Mientras volvíamos en coche a casa, le conté lo que había pasado, y cómo mi propio diario había resultado ser de alguna utilidad gracias a la sugerencia de la señora Harker. Al oír esto, el profesor me interrumpió:
—¡Ah, la maravillosa madam Mina! Tiene el cerebro de un hombre… el cerebro que debería tener un hombre muy dotado, y el corazón de una mujer. El buen Dios tuvo que crearla con un propósito para servirse de tan buena combinación, puedes creerme. Amigo John, hasta ahora la fortuna ha querido que esa mujer nos sirviera de ayuda, pero a partir de esta noche no deberá mezclarse más en este terrible asunto. No es bueno que corra un riesgo tan grande. Nosotros, los hombres, estamos decididos a destruir a ese monstruo. Es más, ¿acaso no hemos hecho un juramento? Pero ésta no es tarea para una mujer. Aunque no resultase herida, su corazón podría quedar afectado ante tantos y tan variados horrores; y durante el resto de su vida podría sufrir, tanto despierta, a causa de los nervios, como dormida, por culpa de los sueños. Además, es una mujer joven y recién casada; dentro de poco tiempo tendrá otras cosas en las que pensar, si no las tiene ya[202]. Me dices que se ha encargado de mecanografiarlo todo. Siendo así, esta noche participará en nuestras deliberaciones, pero mañana se despide de este trabajo y continuamos solos.
Me mostré completamente de acuerdo con él, y luego le conté lo que habíamos descubierto en su ausencia: que la casa que había comprado Drácula era exactamente la contigua a la mía. Él se quedó atónito, y una gran inquietud pareció dominarle.

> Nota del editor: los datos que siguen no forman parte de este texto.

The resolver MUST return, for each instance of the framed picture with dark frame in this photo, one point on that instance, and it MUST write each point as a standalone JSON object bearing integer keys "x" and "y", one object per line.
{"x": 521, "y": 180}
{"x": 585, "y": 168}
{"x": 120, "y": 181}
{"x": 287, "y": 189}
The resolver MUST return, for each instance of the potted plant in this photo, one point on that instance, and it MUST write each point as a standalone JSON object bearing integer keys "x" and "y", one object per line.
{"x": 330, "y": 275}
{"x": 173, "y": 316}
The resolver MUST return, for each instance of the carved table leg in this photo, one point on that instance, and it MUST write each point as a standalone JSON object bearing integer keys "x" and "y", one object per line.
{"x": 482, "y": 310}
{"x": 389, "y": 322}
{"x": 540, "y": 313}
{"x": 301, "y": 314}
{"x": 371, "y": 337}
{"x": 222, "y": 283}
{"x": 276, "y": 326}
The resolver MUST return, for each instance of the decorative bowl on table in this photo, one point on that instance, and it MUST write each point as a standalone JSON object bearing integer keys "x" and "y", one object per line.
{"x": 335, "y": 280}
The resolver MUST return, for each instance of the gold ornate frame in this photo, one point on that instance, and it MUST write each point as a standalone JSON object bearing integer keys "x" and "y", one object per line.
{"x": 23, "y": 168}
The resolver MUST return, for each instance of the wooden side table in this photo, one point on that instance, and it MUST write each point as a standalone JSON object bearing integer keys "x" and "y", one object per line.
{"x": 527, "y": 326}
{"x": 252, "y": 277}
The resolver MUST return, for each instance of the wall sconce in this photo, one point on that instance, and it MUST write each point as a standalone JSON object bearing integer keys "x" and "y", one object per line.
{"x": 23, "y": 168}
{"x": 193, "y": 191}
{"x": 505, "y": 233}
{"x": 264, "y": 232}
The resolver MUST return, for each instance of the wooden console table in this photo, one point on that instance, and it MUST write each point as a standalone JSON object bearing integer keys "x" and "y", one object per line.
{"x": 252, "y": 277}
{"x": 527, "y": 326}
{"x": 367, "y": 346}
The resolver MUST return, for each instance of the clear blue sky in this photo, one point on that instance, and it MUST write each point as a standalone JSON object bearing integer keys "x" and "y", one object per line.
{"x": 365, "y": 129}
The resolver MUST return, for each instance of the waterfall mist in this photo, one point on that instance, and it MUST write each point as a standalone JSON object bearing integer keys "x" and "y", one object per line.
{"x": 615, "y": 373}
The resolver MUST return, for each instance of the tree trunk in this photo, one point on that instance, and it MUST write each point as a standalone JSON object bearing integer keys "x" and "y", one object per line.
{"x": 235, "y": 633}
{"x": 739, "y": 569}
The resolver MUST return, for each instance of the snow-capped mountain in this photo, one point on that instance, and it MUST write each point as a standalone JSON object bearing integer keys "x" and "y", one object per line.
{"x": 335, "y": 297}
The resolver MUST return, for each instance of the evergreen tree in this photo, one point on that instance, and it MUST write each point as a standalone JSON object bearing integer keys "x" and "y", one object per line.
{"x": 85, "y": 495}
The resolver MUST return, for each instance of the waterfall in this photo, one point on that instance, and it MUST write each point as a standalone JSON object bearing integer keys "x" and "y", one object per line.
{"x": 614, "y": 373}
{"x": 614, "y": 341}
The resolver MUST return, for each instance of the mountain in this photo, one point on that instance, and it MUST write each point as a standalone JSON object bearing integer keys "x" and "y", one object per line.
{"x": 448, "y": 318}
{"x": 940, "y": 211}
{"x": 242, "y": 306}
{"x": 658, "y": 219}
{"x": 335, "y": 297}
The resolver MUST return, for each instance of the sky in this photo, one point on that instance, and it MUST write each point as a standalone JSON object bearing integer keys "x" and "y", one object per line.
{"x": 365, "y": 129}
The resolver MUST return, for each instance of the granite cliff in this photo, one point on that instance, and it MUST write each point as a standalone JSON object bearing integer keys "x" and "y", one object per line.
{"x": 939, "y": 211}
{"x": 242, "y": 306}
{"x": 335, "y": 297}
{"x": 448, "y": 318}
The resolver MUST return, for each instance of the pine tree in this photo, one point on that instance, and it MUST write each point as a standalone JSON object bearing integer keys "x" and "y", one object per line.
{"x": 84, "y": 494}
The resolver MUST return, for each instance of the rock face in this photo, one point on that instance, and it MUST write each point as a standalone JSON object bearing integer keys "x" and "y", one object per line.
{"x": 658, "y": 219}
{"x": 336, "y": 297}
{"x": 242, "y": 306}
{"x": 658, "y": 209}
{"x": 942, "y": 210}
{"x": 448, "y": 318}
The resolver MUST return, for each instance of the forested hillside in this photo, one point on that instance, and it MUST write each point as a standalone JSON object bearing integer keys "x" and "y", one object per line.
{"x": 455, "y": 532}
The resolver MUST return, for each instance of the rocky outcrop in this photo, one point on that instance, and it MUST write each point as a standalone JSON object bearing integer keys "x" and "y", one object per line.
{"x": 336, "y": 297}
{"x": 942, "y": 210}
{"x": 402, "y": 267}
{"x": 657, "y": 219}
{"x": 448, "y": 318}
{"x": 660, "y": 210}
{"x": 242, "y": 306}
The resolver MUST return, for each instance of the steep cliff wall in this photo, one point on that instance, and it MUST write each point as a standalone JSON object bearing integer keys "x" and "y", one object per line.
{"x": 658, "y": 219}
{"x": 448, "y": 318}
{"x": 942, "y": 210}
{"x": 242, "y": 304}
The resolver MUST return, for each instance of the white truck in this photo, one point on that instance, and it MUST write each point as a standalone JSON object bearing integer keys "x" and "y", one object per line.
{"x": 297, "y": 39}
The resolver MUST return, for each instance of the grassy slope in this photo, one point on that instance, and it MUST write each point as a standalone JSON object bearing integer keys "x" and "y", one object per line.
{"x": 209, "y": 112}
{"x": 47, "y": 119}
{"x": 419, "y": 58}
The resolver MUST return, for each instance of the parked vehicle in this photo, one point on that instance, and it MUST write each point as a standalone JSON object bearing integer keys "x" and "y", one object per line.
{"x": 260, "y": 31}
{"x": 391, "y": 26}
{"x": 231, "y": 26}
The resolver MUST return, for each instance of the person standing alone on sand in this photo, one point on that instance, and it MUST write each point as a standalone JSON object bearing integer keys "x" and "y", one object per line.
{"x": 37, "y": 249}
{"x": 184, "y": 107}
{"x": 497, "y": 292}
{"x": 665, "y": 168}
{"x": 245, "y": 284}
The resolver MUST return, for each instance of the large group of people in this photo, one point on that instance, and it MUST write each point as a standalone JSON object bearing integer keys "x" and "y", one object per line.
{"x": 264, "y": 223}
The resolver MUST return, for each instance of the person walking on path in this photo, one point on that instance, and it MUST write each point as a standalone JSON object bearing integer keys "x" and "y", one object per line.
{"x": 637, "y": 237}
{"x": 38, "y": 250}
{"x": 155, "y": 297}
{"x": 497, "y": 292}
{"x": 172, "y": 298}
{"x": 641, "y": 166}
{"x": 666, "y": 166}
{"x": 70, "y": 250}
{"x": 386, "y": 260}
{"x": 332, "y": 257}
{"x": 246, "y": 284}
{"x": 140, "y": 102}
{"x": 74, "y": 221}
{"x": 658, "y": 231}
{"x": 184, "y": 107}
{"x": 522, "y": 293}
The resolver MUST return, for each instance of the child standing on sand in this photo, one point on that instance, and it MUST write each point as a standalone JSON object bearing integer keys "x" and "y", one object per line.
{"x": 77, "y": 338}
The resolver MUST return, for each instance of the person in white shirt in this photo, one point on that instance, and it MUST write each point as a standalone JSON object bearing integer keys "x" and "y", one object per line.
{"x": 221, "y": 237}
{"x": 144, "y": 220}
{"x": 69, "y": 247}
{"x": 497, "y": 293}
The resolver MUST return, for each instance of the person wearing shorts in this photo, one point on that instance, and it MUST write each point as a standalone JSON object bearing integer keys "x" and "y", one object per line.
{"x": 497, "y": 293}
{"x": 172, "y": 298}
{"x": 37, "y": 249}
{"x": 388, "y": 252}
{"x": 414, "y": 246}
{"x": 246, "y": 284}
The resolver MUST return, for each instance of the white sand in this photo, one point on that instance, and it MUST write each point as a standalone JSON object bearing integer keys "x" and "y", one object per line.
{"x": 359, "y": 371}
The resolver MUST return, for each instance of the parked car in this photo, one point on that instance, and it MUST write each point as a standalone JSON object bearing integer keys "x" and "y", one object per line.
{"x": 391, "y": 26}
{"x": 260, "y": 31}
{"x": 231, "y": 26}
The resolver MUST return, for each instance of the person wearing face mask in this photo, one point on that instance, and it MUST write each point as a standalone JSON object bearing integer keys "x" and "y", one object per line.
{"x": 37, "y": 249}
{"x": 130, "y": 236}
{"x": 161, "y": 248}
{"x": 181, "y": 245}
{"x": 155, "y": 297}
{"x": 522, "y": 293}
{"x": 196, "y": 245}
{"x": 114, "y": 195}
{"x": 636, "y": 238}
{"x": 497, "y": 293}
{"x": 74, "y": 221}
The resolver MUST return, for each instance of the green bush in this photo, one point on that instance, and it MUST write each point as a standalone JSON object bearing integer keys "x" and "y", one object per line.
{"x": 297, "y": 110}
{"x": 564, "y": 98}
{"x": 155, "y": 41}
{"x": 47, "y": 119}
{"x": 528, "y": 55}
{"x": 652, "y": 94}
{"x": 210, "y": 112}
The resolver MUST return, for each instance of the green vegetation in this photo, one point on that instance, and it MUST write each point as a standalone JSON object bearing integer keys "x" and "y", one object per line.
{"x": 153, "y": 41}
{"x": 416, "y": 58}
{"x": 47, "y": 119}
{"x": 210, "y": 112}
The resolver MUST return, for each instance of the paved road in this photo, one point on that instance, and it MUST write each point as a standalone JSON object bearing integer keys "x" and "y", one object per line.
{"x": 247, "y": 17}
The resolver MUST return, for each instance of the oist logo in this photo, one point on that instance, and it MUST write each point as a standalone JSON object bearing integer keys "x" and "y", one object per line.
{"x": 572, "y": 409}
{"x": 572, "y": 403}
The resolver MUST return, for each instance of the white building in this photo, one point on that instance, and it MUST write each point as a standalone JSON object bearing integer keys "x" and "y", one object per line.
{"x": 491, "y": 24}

—¡Oh, si tan sólo lo hubiéramos sabido antes! —dijo—. Entonces podríamos haberle alcanzado a tiempo de salvar a la pobre Lucy. En cualquier caso, «no hay que llorar por la leche derramada», como decís vosotros. No debemos pensar más en eso, sino seguir nuestro camino hasta el final.
Entonces se sumió en un silencio que no volvió a romper hasta que entramos por mi portal. Antes de ir a prepararnos para la cena, le dijo a la señora Harker:
—Mi amigo John me ha contado, madam Mina, que usted y su marido han ordenado cronológicamente todos los acontecimientos que han sucedido, hasta este momento.
—No hasta este preciso momento, profesor —dijo ella impulsivamente—, sino sólo hasta esta mañana.
—¿Y por qué no hasta ahora? Ya hemos visto qué buena luz han arrojado todos los pequeños detalles. Nos hemos contado mutuamente nuestros secretos y, sin embargo, ninguno se siente peor por eso.
La señora Harker empezó a ruborizarse y, extrayendo un papel de su bolsillo, dijo:
—Doctor Van Helsing, ¿quiere leer esto, y decirme si debe añadirlo? Es mi entrada de hoy. También yo he entendido la necesidad de apuntarlo todo, por trivial que parezca; pero poco hay en esto, salvo lo meramente personal. ¿Debo incluirla?
El profesor lo leyó seriamente, y se lo devolvió, diciendo:
—No tiene por qué incluirla si usted no lo desea; pero le agradecería que lo hiciera. Lo único que puede pasar es que su esposo la ame más, y que todos nosotros, sus amigos, la honremos más y le tengamos más cariño y afecto.
Ella la tomó con una deslumbrante sonrisa, ruborizándose de nuevo.
Así que ahora, hasta este preciso instante, todos nuestros documentos están completos y en orden. El profesor se ha llevado una copia para estudiarla tras la cena, y antes de nuestra reunión, que hemos fijado para las nueve en punto. Los demás ya lo hemos leído todo, de modo que cuando nos encontremos en el estudio estaremos bien informados de todo cuanto ha acontecido, y podremos preparar nuestro plan de batalla contra este terrible y misterioso enemigo.